03 stycznia 2008

dali > kunming

wreszcie sie stalo! spotkalem pierwszych polskich backpackeroff na swojej trasie! 5 miesiecy od wyjazdu i dopiero teraz, tutaj w Kunming. Chopaki wracali z Indii i Nepalu z klasycznych trekow wokol Annapurny. Piekna trasa.
A jak juz sie spotka rodakow to wiadomo ze browar leje sie obficie i wreszcie mozna sobie pogadac w ojczystym jezyku do samego rana. I najwazniejsze ze wreszcie swojskie klimaty ktorych zaden angol ani francuz nigdy nie wyczai !!!
Pare dni w Kunming minelo jak z bicza SzCzelil, a ze miasto jakos specjalnie nie zachwyca to wykupilem bilet kolejowy do Guilin, podobno najpiekniejszego rejonu w Chinach. Zreszta wiza chinska powoli sie konczy, czas podgonic w strone HK.
znajoma chinka ktora nas oprowadzala po miescie przez kilka dni, bardzo milo z jej strony!

ten koleszka z flagą to kierownik przejścia dla pieszych :)
co moze robic Polak na petli autobusowej w pewnym miescie, pośrodku chińskiej prowincji Yunnan? :)

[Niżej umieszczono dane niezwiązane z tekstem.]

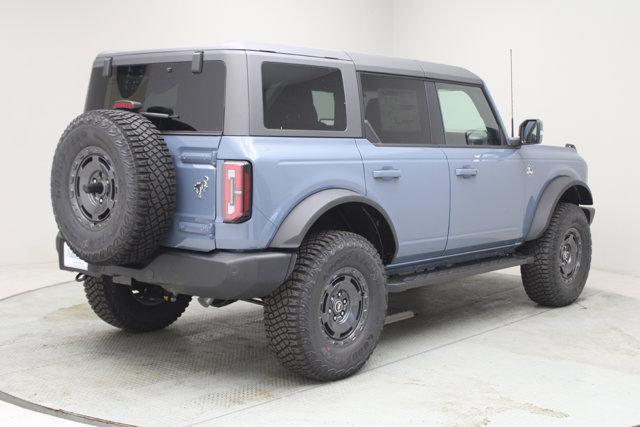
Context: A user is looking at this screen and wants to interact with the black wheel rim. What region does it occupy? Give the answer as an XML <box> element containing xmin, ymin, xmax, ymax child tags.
<box><xmin>559</xmin><ymin>227</ymin><xmax>582</xmax><ymax>280</ymax></box>
<box><xmin>319</xmin><ymin>267</ymin><xmax>369</xmax><ymax>343</ymax></box>
<box><xmin>69</xmin><ymin>147</ymin><xmax>117</xmax><ymax>228</ymax></box>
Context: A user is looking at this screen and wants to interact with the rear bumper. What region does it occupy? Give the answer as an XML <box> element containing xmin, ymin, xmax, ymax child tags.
<box><xmin>56</xmin><ymin>235</ymin><xmax>296</xmax><ymax>299</ymax></box>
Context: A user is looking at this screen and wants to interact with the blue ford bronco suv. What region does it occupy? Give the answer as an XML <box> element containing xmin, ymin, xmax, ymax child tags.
<box><xmin>51</xmin><ymin>43</ymin><xmax>594</xmax><ymax>381</ymax></box>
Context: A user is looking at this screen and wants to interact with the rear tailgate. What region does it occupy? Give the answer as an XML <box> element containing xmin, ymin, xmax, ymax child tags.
<box><xmin>162</xmin><ymin>134</ymin><xmax>220</xmax><ymax>251</ymax></box>
<box><xmin>85</xmin><ymin>55</ymin><xmax>226</xmax><ymax>252</ymax></box>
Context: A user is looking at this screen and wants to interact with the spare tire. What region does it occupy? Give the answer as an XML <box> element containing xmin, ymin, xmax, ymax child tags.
<box><xmin>51</xmin><ymin>109</ymin><xmax>176</xmax><ymax>266</ymax></box>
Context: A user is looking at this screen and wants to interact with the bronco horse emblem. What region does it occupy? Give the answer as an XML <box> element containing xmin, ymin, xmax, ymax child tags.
<box><xmin>194</xmin><ymin>176</ymin><xmax>209</xmax><ymax>199</ymax></box>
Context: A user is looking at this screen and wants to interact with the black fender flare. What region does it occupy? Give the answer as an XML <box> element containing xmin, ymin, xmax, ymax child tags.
<box><xmin>525</xmin><ymin>176</ymin><xmax>594</xmax><ymax>241</ymax></box>
<box><xmin>269</xmin><ymin>189</ymin><xmax>398</xmax><ymax>257</ymax></box>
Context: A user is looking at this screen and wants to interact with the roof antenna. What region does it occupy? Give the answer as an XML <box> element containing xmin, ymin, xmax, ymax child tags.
<box><xmin>509</xmin><ymin>48</ymin><xmax>514</xmax><ymax>138</ymax></box>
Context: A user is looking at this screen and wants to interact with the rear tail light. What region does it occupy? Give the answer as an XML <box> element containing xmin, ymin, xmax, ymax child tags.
<box><xmin>113</xmin><ymin>100</ymin><xmax>141</xmax><ymax>110</ymax></box>
<box><xmin>222</xmin><ymin>161</ymin><xmax>252</xmax><ymax>223</ymax></box>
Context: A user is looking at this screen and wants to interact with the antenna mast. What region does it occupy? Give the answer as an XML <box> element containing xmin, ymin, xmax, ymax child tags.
<box><xmin>509</xmin><ymin>48</ymin><xmax>514</xmax><ymax>138</ymax></box>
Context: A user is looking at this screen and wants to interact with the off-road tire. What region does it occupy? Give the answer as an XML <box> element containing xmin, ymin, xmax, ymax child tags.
<box><xmin>521</xmin><ymin>202</ymin><xmax>592</xmax><ymax>307</ymax></box>
<box><xmin>264</xmin><ymin>230</ymin><xmax>387</xmax><ymax>381</ymax></box>
<box><xmin>51</xmin><ymin>109</ymin><xmax>176</xmax><ymax>266</ymax></box>
<box><xmin>84</xmin><ymin>276</ymin><xmax>191</xmax><ymax>332</ymax></box>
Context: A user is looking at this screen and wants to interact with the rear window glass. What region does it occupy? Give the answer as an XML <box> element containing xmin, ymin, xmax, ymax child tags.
<box><xmin>262</xmin><ymin>62</ymin><xmax>346</xmax><ymax>131</ymax></box>
<box><xmin>361</xmin><ymin>73</ymin><xmax>430</xmax><ymax>145</ymax></box>
<box><xmin>85</xmin><ymin>60</ymin><xmax>225</xmax><ymax>132</ymax></box>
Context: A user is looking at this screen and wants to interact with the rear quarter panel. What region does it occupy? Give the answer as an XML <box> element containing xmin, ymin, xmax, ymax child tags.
<box><xmin>214</xmin><ymin>136</ymin><xmax>366</xmax><ymax>249</ymax></box>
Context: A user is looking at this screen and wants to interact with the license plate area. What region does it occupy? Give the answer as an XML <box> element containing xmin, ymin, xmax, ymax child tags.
<box><xmin>62</xmin><ymin>242</ymin><xmax>88</xmax><ymax>271</ymax></box>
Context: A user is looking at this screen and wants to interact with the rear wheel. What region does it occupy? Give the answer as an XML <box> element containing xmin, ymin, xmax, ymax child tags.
<box><xmin>521</xmin><ymin>203</ymin><xmax>592</xmax><ymax>307</ymax></box>
<box><xmin>264</xmin><ymin>230</ymin><xmax>387</xmax><ymax>381</ymax></box>
<box><xmin>84</xmin><ymin>276</ymin><xmax>191</xmax><ymax>332</ymax></box>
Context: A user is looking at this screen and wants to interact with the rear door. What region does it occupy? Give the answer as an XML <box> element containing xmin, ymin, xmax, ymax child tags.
<box><xmin>357</xmin><ymin>73</ymin><xmax>450</xmax><ymax>267</ymax></box>
<box><xmin>430</xmin><ymin>82</ymin><xmax>526</xmax><ymax>254</ymax></box>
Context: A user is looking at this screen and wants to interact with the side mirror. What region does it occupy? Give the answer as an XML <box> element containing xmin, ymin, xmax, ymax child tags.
<box><xmin>465</xmin><ymin>129</ymin><xmax>488</xmax><ymax>146</ymax></box>
<box><xmin>519</xmin><ymin>119</ymin><xmax>543</xmax><ymax>145</ymax></box>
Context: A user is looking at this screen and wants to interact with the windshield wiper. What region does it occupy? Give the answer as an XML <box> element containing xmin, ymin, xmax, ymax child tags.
<box><xmin>139</xmin><ymin>111</ymin><xmax>180</xmax><ymax>120</ymax></box>
<box><xmin>139</xmin><ymin>108</ymin><xmax>196</xmax><ymax>131</ymax></box>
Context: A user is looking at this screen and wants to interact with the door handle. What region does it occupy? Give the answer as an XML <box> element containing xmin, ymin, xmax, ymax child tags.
<box><xmin>373</xmin><ymin>169</ymin><xmax>402</xmax><ymax>180</ymax></box>
<box><xmin>455</xmin><ymin>168</ymin><xmax>478</xmax><ymax>178</ymax></box>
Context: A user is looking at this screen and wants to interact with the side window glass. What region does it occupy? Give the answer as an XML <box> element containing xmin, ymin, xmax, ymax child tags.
<box><xmin>361</xmin><ymin>73</ymin><xmax>430</xmax><ymax>145</ymax></box>
<box><xmin>311</xmin><ymin>90</ymin><xmax>336</xmax><ymax>127</ymax></box>
<box><xmin>262</xmin><ymin>62</ymin><xmax>346</xmax><ymax>131</ymax></box>
<box><xmin>436</xmin><ymin>83</ymin><xmax>502</xmax><ymax>146</ymax></box>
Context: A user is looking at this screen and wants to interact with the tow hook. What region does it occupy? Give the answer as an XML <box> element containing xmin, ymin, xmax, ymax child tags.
<box><xmin>163</xmin><ymin>293</ymin><xmax>177</xmax><ymax>303</ymax></box>
<box><xmin>198</xmin><ymin>297</ymin><xmax>237</xmax><ymax>308</ymax></box>
<box><xmin>198</xmin><ymin>297</ymin><xmax>214</xmax><ymax>307</ymax></box>
<box><xmin>75</xmin><ymin>273</ymin><xmax>87</xmax><ymax>282</ymax></box>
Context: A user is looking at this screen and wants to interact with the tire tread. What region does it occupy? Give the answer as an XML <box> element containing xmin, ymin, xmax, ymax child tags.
<box><xmin>264</xmin><ymin>230</ymin><xmax>387</xmax><ymax>381</ymax></box>
<box><xmin>52</xmin><ymin>110</ymin><xmax>176</xmax><ymax>265</ymax></box>
<box><xmin>521</xmin><ymin>202</ymin><xmax>591</xmax><ymax>307</ymax></box>
<box><xmin>84</xmin><ymin>276</ymin><xmax>190</xmax><ymax>332</ymax></box>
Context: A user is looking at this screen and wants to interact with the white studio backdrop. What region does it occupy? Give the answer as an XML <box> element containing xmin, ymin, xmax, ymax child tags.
<box><xmin>1</xmin><ymin>0</ymin><xmax>637</xmax><ymax>277</ymax></box>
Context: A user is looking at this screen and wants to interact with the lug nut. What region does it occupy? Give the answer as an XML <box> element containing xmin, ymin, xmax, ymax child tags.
<box><xmin>333</xmin><ymin>316</ymin><xmax>337</xmax><ymax>321</ymax></box>
<box><xmin>341</xmin><ymin>311</ymin><xmax>345</xmax><ymax>316</ymax></box>
<box><xmin>343</xmin><ymin>299</ymin><xmax>347</xmax><ymax>304</ymax></box>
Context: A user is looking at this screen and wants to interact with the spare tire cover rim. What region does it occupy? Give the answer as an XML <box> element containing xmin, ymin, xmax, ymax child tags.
<box><xmin>69</xmin><ymin>146</ymin><xmax>117</xmax><ymax>229</ymax></box>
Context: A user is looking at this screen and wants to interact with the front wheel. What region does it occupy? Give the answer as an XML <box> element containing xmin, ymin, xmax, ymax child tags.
<box><xmin>264</xmin><ymin>230</ymin><xmax>387</xmax><ymax>381</ymax></box>
<box><xmin>521</xmin><ymin>203</ymin><xmax>592</xmax><ymax>307</ymax></box>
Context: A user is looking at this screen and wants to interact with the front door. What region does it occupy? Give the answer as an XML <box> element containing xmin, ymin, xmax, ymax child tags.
<box><xmin>431</xmin><ymin>82</ymin><xmax>526</xmax><ymax>254</ymax></box>
<box><xmin>357</xmin><ymin>73</ymin><xmax>450</xmax><ymax>267</ymax></box>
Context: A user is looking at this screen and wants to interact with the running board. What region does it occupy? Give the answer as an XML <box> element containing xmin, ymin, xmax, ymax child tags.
<box><xmin>386</xmin><ymin>254</ymin><xmax>533</xmax><ymax>293</ymax></box>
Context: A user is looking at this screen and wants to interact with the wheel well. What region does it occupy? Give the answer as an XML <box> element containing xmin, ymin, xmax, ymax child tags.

i znowu moje ulubione sniadanie na parze zwane "pauncy", im swieższe tym lepsze
degustacja herbaty zielonej, czarnej i jasminowej. Ceny od 10 do kilku tysiecy Yuanow za 100gr Ja tam za wielkiej roznicy nie czulem. A na dodatek herbata czarna smakuje jak zielona. Paranoja.